I think she is being very nice by saying that she had no idea that it was coming, because I secretly think she had every like understanding that it was coming. She got her nails done the day before we left. I get my nails done every two weeks. I never don't have my nails done. And I got them painted dirt color. I specifically got them painted the color of dirt because whenever I get my nails done and they were camping, I get dirt in them. Why would I paint my nails dirt colored if I knew I was

getting engaged. Why would you paint your nails their colored at any moment in time. I like the color that you have. Actually, by the way, um, oh what's here? Uh? There was something else that you did that made me suspicious of your knowledge. I can't remember what it is though. Uh, I'm not going to be able to remember thinking about something else that you did. And I was like, that's a little fishy. Yeah, sorry, I didn't mean to. I'm trying to think. I'm trying to remember what it is,

all right, anyway, So then back to Kaylin here. So we got to Hawaii. We camped one night in Hawaii on a public beach and Klin hated it. She didn't feel safe. But at the end of the day we were safe. Right, Yes, we were safe. But when you're camping, there's usually so many other people camping around you, and I think a big mistake Dina and I made, um, at least for myself. We listened to this crime Junkies podcast that was specifically about murders happening while people are

camping in national parks, which gave me anxiety. Uh, and it still sticks with me. So at least, like when you're camping there are other campers around, if something's going to happen, like could happen to someone else, But we were the only campers, the only people intents on this beach. So then I was like, if something happens, like, we're the only target here. And that's what I thought about, as cars are driving up and doing sketchy things at two a m. That would be like watching Jaws as

you were walking into the ocean exactly here. Here's what I gotta say about Kalin's logic based off the fact that there were no campers around us. If you're driving your car down the freeway, are you more likely to get into an accident if there's a bunch of other cars around or if you're the only car on the freeway.

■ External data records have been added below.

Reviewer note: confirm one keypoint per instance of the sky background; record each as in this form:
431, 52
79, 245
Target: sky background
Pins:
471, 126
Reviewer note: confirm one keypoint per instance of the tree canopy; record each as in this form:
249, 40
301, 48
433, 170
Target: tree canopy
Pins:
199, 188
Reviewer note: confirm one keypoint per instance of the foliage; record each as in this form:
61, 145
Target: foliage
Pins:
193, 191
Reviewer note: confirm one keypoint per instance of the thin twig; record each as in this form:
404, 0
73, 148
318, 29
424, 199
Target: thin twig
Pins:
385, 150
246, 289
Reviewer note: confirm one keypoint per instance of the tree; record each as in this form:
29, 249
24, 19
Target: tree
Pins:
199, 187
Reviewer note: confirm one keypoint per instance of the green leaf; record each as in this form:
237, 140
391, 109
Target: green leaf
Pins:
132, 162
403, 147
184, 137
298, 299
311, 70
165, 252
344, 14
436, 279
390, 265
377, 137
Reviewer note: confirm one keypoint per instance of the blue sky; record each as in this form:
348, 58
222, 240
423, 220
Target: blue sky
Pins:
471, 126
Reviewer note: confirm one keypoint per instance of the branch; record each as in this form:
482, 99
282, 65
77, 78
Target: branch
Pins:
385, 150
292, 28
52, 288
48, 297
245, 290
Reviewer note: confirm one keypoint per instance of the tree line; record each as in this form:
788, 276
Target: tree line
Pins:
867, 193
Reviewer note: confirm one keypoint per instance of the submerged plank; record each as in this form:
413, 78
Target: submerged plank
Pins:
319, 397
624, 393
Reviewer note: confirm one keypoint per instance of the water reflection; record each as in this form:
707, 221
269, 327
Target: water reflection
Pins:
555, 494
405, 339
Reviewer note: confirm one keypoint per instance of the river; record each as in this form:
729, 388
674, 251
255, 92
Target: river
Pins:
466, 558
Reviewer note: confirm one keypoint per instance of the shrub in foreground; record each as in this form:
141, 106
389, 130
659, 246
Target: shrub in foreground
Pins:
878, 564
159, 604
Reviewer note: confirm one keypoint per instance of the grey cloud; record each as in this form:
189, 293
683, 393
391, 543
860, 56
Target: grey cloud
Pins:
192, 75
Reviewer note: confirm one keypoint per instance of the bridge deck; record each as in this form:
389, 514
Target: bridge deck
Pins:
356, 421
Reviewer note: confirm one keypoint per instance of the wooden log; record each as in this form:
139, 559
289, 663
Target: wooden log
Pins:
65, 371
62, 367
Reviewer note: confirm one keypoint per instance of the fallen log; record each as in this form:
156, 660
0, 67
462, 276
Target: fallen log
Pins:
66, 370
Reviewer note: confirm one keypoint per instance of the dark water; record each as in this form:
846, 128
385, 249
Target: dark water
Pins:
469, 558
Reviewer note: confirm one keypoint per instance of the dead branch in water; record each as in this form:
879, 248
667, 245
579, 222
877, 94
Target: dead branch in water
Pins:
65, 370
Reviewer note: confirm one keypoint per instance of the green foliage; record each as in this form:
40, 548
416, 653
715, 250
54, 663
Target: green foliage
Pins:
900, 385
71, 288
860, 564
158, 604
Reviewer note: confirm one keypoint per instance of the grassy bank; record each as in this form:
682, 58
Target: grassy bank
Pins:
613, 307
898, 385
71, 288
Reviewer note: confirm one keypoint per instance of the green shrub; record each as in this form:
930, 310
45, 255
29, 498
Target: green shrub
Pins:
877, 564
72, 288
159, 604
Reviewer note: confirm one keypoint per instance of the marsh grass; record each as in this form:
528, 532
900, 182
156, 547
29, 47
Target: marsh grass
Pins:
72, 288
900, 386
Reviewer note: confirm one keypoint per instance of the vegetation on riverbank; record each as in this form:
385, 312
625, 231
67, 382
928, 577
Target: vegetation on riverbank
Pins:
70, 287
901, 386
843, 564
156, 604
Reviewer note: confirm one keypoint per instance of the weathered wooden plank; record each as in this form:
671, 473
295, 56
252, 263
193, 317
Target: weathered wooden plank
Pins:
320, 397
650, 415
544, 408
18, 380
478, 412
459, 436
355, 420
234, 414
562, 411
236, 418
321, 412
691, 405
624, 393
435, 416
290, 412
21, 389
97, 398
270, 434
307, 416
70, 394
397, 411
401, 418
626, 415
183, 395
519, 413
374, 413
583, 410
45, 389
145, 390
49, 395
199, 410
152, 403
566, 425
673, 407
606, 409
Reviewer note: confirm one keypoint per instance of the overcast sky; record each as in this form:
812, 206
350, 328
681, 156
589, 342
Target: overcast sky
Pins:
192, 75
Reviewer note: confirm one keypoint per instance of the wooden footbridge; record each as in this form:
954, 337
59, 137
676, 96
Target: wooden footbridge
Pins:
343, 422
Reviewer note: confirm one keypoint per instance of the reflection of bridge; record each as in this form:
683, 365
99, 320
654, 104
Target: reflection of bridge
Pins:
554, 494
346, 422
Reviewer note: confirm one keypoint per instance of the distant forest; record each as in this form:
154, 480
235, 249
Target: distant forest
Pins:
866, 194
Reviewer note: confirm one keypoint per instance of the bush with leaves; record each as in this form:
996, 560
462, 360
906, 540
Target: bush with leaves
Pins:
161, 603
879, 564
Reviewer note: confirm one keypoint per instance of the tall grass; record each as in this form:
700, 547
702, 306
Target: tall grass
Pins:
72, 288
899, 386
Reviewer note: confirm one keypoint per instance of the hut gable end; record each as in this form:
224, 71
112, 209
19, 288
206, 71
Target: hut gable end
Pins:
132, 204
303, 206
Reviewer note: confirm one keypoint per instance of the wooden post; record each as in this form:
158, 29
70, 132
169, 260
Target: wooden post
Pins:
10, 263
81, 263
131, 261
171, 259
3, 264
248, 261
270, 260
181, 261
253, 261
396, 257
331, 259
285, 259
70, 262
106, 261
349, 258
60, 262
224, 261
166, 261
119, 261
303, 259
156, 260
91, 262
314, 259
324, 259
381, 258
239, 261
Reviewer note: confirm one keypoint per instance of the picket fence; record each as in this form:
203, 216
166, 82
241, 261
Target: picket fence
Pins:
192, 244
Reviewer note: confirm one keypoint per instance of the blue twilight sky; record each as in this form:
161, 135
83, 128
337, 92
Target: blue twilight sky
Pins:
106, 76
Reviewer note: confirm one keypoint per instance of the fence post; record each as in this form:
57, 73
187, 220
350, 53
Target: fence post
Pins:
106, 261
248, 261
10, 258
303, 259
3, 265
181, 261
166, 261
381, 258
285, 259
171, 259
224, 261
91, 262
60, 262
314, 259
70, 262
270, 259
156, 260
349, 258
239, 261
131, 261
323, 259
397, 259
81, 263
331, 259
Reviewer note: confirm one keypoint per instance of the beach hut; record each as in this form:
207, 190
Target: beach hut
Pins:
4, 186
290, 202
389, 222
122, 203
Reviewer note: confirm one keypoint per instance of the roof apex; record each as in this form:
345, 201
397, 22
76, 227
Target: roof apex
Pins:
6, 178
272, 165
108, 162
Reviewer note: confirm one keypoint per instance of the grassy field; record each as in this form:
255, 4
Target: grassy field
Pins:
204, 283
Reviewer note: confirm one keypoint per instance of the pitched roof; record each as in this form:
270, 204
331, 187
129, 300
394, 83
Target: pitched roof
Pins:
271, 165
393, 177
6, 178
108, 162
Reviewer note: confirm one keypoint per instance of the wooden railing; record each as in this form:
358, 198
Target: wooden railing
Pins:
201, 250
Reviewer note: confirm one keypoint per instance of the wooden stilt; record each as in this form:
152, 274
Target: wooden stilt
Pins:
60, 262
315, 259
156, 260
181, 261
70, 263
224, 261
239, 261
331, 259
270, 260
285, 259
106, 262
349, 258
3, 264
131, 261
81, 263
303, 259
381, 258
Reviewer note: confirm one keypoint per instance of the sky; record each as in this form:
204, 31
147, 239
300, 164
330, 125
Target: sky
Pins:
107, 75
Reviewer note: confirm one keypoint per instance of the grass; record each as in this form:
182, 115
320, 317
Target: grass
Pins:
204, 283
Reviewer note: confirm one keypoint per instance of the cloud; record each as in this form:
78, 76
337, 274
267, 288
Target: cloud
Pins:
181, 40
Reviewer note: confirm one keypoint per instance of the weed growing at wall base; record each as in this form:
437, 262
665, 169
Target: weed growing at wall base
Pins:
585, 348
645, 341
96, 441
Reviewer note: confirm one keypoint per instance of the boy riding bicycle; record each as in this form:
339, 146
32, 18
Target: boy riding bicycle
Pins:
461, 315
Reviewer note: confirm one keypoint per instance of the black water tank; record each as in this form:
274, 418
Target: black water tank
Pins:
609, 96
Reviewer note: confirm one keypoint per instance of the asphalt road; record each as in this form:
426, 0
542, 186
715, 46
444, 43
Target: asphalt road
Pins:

I'm just saying the possibility for friction is a lot higher when there's a lot of people around, Like if there's no one around us, I see where you're coming from, and I'm not trying to like diminish your feelings in that sense. And it was a little sketchy because we there was no marked campsites. I had never camped on the beach in Hawaii before, so I don't really know

what I was doing um. But anyways, all this to say is that the proposal trip got off to a bit of a rocky start because hotels isn't quite are expensive and we were going to start the hike early the next day and we got in late that night, and so I was like, well, why don't I just book this campsite for us for three dollars and then I'll get us a nice hotel on the back side of the trip after the proposal has already happened. So also, UM,

I think the mistake I make in camping or hiking. UM. For this, I started to google the campsite and people were saying that it was dangerous and that they didn't feel safe there. So then that added to my not feeling safe. And also in that regard for the hike, I did no prior research, and I told Dean from now on, for the rest of our lives, I will not blindly agree to any hike. I'm going to research it.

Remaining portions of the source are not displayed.